Chine (début de notre ère)

Plus on remonte le temps, plus il est difficile de préciser le terme science. Nous commencerons par la Chine parce la transmission du savoir chinois semble moins fluide que la filiation Egypte ou Babylone vers la Grèce, des Grecs vers les Arabes, puis des Arabes vers l'Europe.


La "science chinoise" peut se définir en recherchant toute idée, invention ou méthode qui joue encore un rôle dans la science actuelle, ou alors en étudiant l'ensemble des traditions visant à interpréter ou à agir sur la nature. La première définition, en vertu du préjugé courant selon lequel tout savoir scientifique viendrait du monde européen inventeur de la méthode expérimentale et porteur de l'héritage grec, conduit souvent à présenter le savoir ancien comme un océan d'erreurs duquel émerge de temps à autre les brillantes anticipations de précurseurs géniaux. La seconde insiste sur les différences culturelles, religieuses et sociales de la Chine (la perspective "organiciste") face à l'Europe, l'Islam ou l'Inde. D'autre part, si certains objets nous renseignent sur l'activité mathématique des chinois, la Chine, contrairement à l'Europe, ne semble pas connaître de modification profonde de ses systèmes scientifiques et techniques à partir du XIV° siècle. Certains ont tenté d'interpréter ce "paradoxe" en identifiant des groupes sociaux responsables les uns de l'essor (rôle positif des ermites taoïstes centrés sur l'étude de la nature) et les autres du blocage (faiblesse de la classe marchande chinoise, rejet de certaines connaissances pratiques chez la classe dirigeante confucéenne, etc.). Pour d'autres, les causes du blocage seraient d'ordre intellectuel comme par exemple la faiblesse de la logique chinoise relative au manque de développement de la géométrie euclidienne. Mais ces explications n'emportent pas l'adhésion et peut-être faut-il s'interroger sur la pertinence du terme blocage, car il faudrait d'abord prouver que la Chine devait de toute nécessité s'engager sur la voie de notre modernité et qu'elle aurait échoué à y parvenir.

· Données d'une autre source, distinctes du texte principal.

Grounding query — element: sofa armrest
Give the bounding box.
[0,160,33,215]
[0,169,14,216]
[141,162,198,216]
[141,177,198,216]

Dès le début de notre ère le théorème de Pythagore est connu. Le système positionnel n'existe en Chine que pour disposer les baguettes à calcul. Le zéro-cercle n'est attesté qu'au XIII° siècle, mais auparavant on ménage un espace vide pour indiquer les unités manquantes. Le "suanpan" - machine à calculer à boules - constitue une invention importante dès le XII° siècle de notre ère. Les mathématiques chinoises renferment des résultats intéressants et innovateurs : une bonne approximation de Pi, l'utilisation pratique des nombres négatifs, l'étude des carrés magiques, une méthode efficace des matrices pour résoudre des systèmes d'équations, la première esquisse dès le XIII° siècle de la méthode de Horner (début XIX° siècle), le développement du binôme illustré par le triangle de Pascal, l'utilisation de certaines séries, etc.